Memories that last in hypertension

Abstract

In recent years, it has become clear that the immune system contributes to the genesis of hypertension. Hypertensive stimuli, such as angiotensin II, DOCA-salt, and norepinephrine, cause T cells and monocytes/macrophages to accumulate in the kidney and vasculature. These cells release inflammatory cytokines, such as IL-6, interferon-γ, and IL-17, that promote renal and vascular dysfunction. These cytokines also promote angiotensinogen production in the proximal tubule and Na(+) retention in the distal nephron and contribute to renal fibrosis and glomerular damage. For several years, we have observed accumulation of memory T cells in the kidney and vasculature. Given the propensity for memory cells to produce cytokines such as interferon-γ and IL-17, interventions to prevent the formation or renal accumulation of specific memory T cell subsets could prevent end-organ damage and blood pressure elevation in response to hypertensive stimuli.
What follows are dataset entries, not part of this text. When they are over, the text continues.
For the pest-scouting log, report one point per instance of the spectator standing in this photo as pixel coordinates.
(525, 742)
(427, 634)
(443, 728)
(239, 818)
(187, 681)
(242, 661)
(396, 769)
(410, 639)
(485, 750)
Keywords: CD70; T cells; adaptive immunity; cytokines; immunological memory.

Fig. 1.

The dynamics of T cell immune responses. The classical adaptive T cell immune response is characterized by an initial expansion of naïve T cells upon antigen (Ag) presentation. The majority of activated effector T cells ultimately undergo apoptosis with a subset of antigen-specific memory T cells remaining. These memory cells are characterized by the presence of a T cell receptor that is capable of recognizing the original antigen and can respond rapidly and efficiently to a second antigenic stimulus.